Secrets: Looking Back
I wrote down my secrets.
It was a simple exercise. We're working on a Footnote episode on secrets, and I thought it'd be a good way to get off the sideline and into the game. I made a few rules for the game.
1. Only one other person can know the secret.
2. Write full names and specific details.
3. The secret has to be primarily about me. (No gossip.)
So I start writing my secrets. Every one I can think of. Harder than I thought, that.
There are not many, not anymore. Buddha said that three things cannot long remain hidden: the sun, the moon, and the truth. And he was right. There are things I would have liked to remain secret that have surfaced like dead fish in a lake. Or a germinating seed. The secrets I have left, those I have to keep an eye on. The truth has a way of getting away from you.
But a few secrets I've managed to hold under. And releasing them now, with a sharpie and a notebook, turns me into a red mess, tugging at my collar and shuffling my feet. Revealing secrets, even to myself, feels like opening my eyes for the first time. The light's too bright, I squint my eyes shut, try to scratch out the words I've just written, scrawl out my admissions, and then - with a force of will I didn't know I had - let the truth dry on the page, under the lamplight.
I want badly for my secrets to be something separate from me - little animals I can drown in the lake.

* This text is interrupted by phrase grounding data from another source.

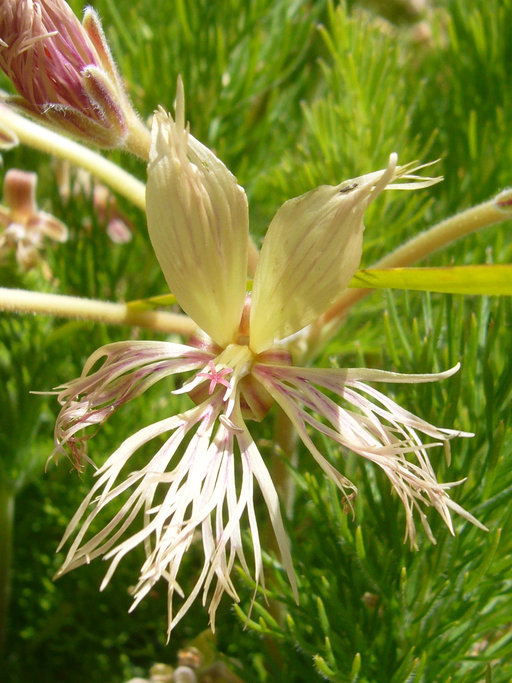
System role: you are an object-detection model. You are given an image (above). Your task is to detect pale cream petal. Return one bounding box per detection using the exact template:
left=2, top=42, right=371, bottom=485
left=146, top=83, right=249, bottom=346
left=250, top=154, right=397, bottom=353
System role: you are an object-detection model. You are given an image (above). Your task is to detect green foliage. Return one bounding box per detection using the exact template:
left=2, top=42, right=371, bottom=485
left=0, top=0, right=512, bottom=683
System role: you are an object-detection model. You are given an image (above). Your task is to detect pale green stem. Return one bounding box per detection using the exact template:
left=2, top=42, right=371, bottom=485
left=308, top=189, right=512, bottom=355
left=0, top=103, right=146, bottom=211
left=125, top=114, right=151, bottom=161
left=0, top=102, right=259, bottom=277
left=0, top=486, right=14, bottom=667
left=0, top=287, right=197, bottom=336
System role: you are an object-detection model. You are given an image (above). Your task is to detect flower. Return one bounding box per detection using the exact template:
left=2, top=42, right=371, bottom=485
left=0, top=168, right=68, bottom=270
left=55, top=84, right=482, bottom=634
left=0, top=0, right=146, bottom=147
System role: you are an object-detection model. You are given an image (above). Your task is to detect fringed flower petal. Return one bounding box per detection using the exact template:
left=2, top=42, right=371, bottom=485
left=253, top=365, right=485, bottom=546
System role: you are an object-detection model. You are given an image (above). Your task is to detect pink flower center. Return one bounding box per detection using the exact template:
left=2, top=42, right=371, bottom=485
left=197, top=360, right=233, bottom=396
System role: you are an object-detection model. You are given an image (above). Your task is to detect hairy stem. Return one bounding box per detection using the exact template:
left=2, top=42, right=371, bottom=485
left=0, top=102, right=146, bottom=211
left=0, top=287, right=196, bottom=336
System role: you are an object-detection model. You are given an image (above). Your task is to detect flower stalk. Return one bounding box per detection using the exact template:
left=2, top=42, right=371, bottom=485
left=0, top=287, right=197, bottom=336
left=0, top=102, right=146, bottom=211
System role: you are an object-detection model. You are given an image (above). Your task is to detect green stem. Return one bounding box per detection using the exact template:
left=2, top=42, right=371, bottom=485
left=0, top=103, right=146, bottom=211
left=308, top=189, right=512, bottom=357
left=0, top=287, right=197, bottom=336
left=0, top=486, right=15, bottom=667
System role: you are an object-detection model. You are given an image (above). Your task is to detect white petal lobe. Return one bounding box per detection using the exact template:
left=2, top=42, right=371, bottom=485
left=146, top=83, right=249, bottom=346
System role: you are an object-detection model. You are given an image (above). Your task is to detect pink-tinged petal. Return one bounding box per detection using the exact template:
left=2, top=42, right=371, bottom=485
left=54, top=341, right=211, bottom=469
left=146, top=81, right=249, bottom=347
left=0, top=0, right=141, bottom=147
left=250, top=154, right=397, bottom=353
left=0, top=115, right=19, bottom=150
left=53, top=384, right=297, bottom=635
left=253, top=365, right=485, bottom=545
left=4, top=168, right=37, bottom=224
left=28, top=211, right=69, bottom=242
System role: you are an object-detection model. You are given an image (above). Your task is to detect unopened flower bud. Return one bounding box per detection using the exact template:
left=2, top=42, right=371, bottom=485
left=0, top=169, right=68, bottom=271
left=0, top=0, right=149, bottom=156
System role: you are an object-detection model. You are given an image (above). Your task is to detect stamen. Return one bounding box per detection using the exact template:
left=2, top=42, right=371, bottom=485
left=197, top=360, right=233, bottom=396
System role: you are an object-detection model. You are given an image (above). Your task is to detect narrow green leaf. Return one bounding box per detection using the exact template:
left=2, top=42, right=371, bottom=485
left=349, top=264, right=512, bottom=296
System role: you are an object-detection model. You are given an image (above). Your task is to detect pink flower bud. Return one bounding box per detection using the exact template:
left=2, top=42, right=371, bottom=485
left=0, top=0, right=144, bottom=147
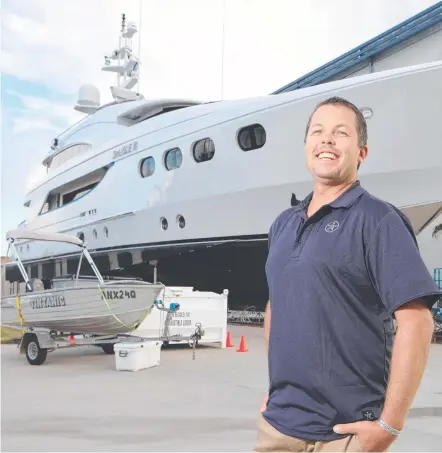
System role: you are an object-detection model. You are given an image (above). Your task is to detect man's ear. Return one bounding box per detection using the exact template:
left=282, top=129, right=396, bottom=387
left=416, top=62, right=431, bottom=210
left=357, top=146, right=368, bottom=170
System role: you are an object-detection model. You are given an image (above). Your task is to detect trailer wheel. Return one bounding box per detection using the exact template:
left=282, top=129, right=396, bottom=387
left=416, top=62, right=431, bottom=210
left=101, top=343, right=115, bottom=354
left=25, top=335, right=48, bottom=365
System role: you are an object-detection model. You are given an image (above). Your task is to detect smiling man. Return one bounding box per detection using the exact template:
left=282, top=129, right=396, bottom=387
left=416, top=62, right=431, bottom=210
left=255, top=97, right=442, bottom=452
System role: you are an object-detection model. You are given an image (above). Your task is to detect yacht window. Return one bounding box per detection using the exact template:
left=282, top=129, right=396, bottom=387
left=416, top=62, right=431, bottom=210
left=238, top=124, right=266, bottom=151
left=63, top=181, right=98, bottom=205
left=164, top=148, right=183, bottom=170
left=50, top=143, right=91, bottom=170
left=193, top=138, right=215, bottom=163
left=140, top=156, right=155, bottom=178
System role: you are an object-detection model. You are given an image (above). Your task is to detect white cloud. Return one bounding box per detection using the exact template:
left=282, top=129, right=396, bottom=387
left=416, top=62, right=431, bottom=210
left=5, top=90, right=84, bottom=133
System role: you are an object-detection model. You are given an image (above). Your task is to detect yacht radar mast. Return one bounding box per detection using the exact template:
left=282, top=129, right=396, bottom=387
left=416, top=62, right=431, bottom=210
left=101, top=14, right=143, bottom=101
left=74, top=14, right=144, bottom=114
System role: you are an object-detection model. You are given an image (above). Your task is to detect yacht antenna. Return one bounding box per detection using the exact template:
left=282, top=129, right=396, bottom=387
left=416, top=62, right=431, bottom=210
left=101, top=14, right=143, bottom=102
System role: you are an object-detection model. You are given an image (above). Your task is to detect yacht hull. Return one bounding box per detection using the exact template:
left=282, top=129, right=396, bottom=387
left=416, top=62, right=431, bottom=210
left=4, top=62, right=442, bottom=304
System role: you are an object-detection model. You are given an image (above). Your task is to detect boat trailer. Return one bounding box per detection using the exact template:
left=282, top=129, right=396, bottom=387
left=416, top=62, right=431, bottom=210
left=17, top=300, right=204, bottom=365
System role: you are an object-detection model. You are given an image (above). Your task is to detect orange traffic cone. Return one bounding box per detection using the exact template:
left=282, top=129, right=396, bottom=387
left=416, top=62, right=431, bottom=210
left=236, top=335, right=248, bottom=352
left=226, top=331, right=235, bottom=348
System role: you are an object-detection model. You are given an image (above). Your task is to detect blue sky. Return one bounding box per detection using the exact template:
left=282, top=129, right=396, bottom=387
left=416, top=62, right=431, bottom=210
left=0, top=0, right=437, bottom=254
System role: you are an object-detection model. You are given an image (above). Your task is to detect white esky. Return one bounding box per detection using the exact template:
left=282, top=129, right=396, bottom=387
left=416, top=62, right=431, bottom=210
left=0, top=0, right=437, bottom=253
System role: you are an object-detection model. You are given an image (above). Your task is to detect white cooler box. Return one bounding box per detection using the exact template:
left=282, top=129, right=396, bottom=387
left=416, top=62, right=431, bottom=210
left=114, top=341, right=163, bottom=371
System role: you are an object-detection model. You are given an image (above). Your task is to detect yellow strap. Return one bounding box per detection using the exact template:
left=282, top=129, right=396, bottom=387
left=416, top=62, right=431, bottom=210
left=15, top=296, right=25, bottom=335
left=98, top=285, right=139, bottom=330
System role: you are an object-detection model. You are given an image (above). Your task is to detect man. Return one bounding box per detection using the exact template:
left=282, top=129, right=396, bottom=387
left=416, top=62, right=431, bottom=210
left=255, top=97, right=441, bottom=452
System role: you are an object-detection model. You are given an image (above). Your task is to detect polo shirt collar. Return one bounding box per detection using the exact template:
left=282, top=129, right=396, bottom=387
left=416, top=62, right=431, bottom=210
left=292, top=180, right=365, bottom=212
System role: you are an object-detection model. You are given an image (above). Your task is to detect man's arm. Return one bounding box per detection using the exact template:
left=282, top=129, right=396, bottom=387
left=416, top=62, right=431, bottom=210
left=261, top=301, right=272, bottom=412
left=264, top=301, right=272, bottom=351
left=381, top=299, right=434, bottom=430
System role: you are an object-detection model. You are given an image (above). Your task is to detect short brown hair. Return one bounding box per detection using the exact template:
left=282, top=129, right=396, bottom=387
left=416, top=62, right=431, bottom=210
left=304, top=96, right=368, bottom=148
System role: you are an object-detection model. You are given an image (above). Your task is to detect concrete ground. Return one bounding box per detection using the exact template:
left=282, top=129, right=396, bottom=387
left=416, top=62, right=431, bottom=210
left=1, top=326, right=442, bottom=452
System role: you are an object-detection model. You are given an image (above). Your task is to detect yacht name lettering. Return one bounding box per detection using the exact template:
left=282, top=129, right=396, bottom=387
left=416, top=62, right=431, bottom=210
left=113, top=141, right=138, bottom=159
left=103, top=289, right=137, bottom=300
left=31, top=295, right=66, bottom=310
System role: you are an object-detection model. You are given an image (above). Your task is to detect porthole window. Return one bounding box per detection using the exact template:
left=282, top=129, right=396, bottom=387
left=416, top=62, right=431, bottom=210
left=164, top=148, right=183, bottom=170
left=140, top=156, right=155, bottom=178
left=238, top=124, right=266, bottom=151
left=160, top=217, right=169, bottom=231
left=176, top=214, right=186, bottom=228
left=192, top=138, right=215, bottom=163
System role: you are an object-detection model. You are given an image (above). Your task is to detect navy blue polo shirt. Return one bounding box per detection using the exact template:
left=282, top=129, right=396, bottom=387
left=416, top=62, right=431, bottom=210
left=263, top=181, right=442, bottom=441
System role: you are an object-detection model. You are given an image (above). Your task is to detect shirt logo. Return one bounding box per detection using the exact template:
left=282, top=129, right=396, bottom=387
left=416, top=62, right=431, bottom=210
left=325, top=220, right=339, bottom=233
left=362, top=410, right=376, bottom=421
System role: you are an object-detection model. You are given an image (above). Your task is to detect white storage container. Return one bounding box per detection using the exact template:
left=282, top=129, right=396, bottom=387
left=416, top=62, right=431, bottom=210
left=114, top=341, right=163, bottom=371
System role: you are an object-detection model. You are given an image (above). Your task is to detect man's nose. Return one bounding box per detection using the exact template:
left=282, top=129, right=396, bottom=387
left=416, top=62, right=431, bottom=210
left=322, top=132, right=335, bottom=145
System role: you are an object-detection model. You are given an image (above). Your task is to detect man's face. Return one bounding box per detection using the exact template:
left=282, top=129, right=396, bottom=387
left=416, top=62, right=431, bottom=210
left=306, top=105, right=368, bottom=183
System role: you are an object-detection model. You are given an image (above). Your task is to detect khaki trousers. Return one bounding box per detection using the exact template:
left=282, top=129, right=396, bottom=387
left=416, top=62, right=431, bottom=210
left=254, top=414, right=362, bottom=452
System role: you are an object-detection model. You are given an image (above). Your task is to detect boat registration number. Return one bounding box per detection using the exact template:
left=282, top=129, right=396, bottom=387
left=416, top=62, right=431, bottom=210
left=101, top=289, right=137, bottom=300
left=30, top=295, right=66, bottom=310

But they are me, they're who I am. And shoving them down under the surface is only me holding my own head underwater, choking off parts of my soul. And this is what keeping secrets does - splinters, stifles, divides and smothers, making me a shallow version of me - the version I find acceptable.
And God, what does he think then? When he sees his creation sawing himself to pieces, hiding the seedy parts? Is he saddened that things have gone so far wrong that we can't even acknowledge all of who we are?
Or is he sadder that we're playing the role of creator. Trying to make a newer, better reality than the one he's given us? I have never seen a great deal good done through the keeping of a secret, ever. But the truth, even an unpleasant one, that is another thing altogether.